Guidelines for Evaluating Student Outcomes

author:	WESTAT
submitter:	Joy Frechtling, WESTAT
published:	03/23/2001
posted to site:	03/23/2001

IX. Reporting

The strength of your study depends heavily on appropriate decisions related to all of the components of the study that have been addressed so far. Yet, even the strongest study will be of very little interest or value if it is not reported appropriately and well. At the same time, a variety of stakeholders will be interested in the results of your project, and how you report your results will often vary depending on the audience. NSF and the research community will be interested in the technical details, while a summary of the project will generally be more appropriate for the school board and parents. Thus, you should be prepared to develop more than one report, each appropriately presented for its audience.

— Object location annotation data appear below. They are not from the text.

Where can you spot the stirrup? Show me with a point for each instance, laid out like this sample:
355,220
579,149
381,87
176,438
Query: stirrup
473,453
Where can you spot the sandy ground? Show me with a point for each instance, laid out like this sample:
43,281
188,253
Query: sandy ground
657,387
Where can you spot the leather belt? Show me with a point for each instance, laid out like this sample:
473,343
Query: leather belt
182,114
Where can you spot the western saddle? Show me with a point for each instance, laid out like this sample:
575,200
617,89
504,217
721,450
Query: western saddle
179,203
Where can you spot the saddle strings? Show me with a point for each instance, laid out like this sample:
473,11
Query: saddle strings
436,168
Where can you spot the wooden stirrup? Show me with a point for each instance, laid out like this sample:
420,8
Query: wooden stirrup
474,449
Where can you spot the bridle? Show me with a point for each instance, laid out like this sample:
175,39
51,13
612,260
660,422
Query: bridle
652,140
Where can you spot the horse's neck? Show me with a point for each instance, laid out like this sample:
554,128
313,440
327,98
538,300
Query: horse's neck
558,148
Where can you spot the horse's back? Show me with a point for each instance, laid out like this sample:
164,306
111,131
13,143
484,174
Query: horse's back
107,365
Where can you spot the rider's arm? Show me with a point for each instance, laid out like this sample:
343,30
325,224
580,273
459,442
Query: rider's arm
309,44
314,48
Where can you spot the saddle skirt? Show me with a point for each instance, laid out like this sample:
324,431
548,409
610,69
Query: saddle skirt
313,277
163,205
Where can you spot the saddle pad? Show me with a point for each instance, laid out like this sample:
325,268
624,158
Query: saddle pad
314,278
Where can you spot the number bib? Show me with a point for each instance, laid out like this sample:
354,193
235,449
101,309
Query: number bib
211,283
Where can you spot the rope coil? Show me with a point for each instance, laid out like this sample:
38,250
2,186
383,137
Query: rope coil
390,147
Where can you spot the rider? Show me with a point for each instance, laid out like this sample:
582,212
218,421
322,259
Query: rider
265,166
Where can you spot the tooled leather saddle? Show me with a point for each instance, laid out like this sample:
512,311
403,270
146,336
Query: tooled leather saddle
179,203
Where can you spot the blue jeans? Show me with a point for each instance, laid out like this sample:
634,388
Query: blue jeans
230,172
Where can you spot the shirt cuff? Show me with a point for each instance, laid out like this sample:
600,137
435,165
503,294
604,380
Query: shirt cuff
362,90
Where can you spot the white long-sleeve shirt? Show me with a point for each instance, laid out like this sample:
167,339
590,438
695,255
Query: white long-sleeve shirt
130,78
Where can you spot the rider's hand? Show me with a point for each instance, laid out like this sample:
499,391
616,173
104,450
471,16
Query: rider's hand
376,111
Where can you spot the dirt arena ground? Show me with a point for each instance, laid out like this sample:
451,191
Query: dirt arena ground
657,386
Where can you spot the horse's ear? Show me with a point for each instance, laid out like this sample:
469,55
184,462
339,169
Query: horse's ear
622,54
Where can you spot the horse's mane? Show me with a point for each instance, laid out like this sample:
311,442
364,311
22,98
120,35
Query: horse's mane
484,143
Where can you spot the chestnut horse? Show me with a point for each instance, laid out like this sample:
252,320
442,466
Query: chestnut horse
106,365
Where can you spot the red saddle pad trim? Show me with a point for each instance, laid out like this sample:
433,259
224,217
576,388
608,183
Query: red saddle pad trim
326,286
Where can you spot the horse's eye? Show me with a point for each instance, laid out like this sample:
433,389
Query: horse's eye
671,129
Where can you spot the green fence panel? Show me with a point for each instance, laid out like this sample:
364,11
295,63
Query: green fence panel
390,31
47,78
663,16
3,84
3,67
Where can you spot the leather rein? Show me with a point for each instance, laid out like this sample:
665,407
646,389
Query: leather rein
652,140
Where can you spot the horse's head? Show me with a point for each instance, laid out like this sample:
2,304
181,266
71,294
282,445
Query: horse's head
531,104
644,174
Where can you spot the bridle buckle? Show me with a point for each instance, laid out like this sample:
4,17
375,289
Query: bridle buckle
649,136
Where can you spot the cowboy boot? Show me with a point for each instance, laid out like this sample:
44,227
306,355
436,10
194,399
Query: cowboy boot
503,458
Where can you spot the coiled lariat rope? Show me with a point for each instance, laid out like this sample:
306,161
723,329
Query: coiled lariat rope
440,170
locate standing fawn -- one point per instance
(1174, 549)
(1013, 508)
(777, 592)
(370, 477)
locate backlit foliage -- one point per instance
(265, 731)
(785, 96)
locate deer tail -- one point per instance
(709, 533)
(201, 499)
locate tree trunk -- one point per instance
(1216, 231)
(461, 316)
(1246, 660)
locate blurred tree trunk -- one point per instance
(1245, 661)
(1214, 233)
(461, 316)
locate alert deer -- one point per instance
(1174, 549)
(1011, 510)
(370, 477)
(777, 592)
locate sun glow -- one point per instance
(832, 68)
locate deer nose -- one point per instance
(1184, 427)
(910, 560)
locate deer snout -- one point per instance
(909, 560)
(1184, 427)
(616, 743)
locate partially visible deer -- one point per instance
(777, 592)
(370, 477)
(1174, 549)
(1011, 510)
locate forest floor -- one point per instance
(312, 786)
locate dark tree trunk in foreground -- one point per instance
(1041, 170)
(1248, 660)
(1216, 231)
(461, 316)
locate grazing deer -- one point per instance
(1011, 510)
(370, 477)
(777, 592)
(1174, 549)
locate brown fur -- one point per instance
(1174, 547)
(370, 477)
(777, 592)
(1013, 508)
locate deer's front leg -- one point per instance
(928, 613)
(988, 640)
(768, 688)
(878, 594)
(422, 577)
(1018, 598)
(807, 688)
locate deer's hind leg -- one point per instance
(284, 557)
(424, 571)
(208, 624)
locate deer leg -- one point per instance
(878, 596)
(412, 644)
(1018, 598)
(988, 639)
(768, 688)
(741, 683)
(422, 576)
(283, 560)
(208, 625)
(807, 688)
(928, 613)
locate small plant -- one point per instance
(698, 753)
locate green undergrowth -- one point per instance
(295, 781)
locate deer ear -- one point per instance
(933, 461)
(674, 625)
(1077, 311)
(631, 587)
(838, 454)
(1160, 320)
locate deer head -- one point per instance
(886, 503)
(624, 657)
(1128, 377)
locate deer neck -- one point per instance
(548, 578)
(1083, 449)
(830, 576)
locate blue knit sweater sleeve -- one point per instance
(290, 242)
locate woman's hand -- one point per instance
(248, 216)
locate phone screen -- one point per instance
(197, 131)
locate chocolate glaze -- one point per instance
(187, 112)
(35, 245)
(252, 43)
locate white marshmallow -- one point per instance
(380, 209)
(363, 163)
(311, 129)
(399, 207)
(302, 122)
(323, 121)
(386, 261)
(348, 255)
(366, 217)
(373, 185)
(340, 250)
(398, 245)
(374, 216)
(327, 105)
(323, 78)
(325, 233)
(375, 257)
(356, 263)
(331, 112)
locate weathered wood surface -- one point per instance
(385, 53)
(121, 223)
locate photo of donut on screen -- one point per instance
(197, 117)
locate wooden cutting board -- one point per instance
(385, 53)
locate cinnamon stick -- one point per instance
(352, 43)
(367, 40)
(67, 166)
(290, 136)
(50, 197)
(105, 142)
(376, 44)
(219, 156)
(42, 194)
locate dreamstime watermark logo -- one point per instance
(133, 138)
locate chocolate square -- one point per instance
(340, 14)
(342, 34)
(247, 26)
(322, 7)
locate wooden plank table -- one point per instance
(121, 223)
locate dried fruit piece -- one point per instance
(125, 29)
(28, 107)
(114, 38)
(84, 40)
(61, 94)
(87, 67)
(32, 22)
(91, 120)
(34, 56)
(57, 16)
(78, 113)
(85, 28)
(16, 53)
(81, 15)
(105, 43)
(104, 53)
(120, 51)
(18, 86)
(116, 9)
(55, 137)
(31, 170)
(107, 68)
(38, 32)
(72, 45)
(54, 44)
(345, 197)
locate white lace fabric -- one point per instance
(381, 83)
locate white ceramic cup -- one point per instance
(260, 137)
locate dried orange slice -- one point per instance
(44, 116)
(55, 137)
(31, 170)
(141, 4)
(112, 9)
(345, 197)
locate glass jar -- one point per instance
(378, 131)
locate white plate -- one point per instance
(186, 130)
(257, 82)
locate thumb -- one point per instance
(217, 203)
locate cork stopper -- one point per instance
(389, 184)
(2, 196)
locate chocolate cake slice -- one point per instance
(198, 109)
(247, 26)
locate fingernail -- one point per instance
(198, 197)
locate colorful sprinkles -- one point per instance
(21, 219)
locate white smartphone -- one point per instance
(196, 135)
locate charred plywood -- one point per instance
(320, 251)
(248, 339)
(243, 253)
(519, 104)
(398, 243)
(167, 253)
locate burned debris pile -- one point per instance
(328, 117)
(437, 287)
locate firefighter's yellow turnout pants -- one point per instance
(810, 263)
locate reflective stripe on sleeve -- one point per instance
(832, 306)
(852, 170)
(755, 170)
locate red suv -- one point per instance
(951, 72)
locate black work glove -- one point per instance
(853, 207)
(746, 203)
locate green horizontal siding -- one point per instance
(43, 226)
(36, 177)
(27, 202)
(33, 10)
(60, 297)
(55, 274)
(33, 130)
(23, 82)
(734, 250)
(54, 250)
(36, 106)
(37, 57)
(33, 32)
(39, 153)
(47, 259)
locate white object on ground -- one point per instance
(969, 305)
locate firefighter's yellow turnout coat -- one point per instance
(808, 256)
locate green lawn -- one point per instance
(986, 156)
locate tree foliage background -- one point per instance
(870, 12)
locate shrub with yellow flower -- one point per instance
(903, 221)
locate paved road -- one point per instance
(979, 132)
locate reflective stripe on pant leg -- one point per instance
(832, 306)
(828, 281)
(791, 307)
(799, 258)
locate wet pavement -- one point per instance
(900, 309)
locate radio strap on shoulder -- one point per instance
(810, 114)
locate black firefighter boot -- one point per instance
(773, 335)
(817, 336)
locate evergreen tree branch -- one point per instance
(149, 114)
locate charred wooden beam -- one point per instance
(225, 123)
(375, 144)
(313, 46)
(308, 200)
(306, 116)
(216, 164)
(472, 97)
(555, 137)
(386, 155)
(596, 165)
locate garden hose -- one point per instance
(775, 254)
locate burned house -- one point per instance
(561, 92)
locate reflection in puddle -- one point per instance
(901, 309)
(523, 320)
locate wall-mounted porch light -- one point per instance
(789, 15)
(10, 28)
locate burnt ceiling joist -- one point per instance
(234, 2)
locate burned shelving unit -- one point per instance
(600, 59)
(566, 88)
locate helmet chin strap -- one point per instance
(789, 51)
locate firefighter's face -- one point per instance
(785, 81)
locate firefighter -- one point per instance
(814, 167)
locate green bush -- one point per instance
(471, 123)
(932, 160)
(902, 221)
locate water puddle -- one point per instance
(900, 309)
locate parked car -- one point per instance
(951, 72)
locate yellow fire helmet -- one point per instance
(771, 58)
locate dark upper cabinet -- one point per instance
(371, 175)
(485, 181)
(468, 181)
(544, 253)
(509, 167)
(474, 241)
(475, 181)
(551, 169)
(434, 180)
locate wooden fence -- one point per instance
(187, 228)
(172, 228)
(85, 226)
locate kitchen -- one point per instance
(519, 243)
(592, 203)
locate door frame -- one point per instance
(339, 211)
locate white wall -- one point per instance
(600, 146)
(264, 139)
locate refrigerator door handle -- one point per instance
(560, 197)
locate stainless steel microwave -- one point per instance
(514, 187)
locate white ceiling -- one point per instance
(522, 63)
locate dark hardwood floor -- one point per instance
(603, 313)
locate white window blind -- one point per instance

A full report should provide an overview of the project, including the goals and objectives. You should indicate why you are studying the student outcomes you have chosen, and how they are connected to the goals of the LSC and your teacher enhancement project.

It is extremely important that you provide a clear description of your study. The description should build a case for the approach you took by describing the instruments used, sample characteristics and selection, study design, and choice of analyses. Give sufficient detail so that the reader can understand and judge the credibility of the analyses undertaken. It is not enough to say, for example, that the treatment and comparison groups consisted of students in the 4th grade. Data about these students, such as their prior achievement levels, socioeconomic status, gender, and race also should be provided. Information about any special programs, in addition to the LSC, in which they, their teachers, or their schools might be participating, also should be provided.

The report should indicate the number of students involved and a rationale for any sampling decisions. Groups included in the design should be specified. The report also should include, for all groups and all variables, either frequency distributions for categorical data or means and standard deviations for continuous data. Inferential statistical analyses, including the test statistic, degrees of freedom, p-value, and effect size should be presented as well. Tables and graphs often help to organize and explain the data succinctly; they also help to communicate the most important results in meaningful ways.

Alternative explanations for any differences detected in the study results should be identified. If further analyses ruled out these explanations, these analyses should be presented, and if alternative explanations remain, they should be acknowledged and reasonable arguments regarding their likelihood presented. Conclusions, implications, and generalizations that can be drawn from your study also should be provided. It is also important to offer any lessons that you have learned that might be applicable to related efforts so that others can benefit from your experience in conducting the study, as well as from your results.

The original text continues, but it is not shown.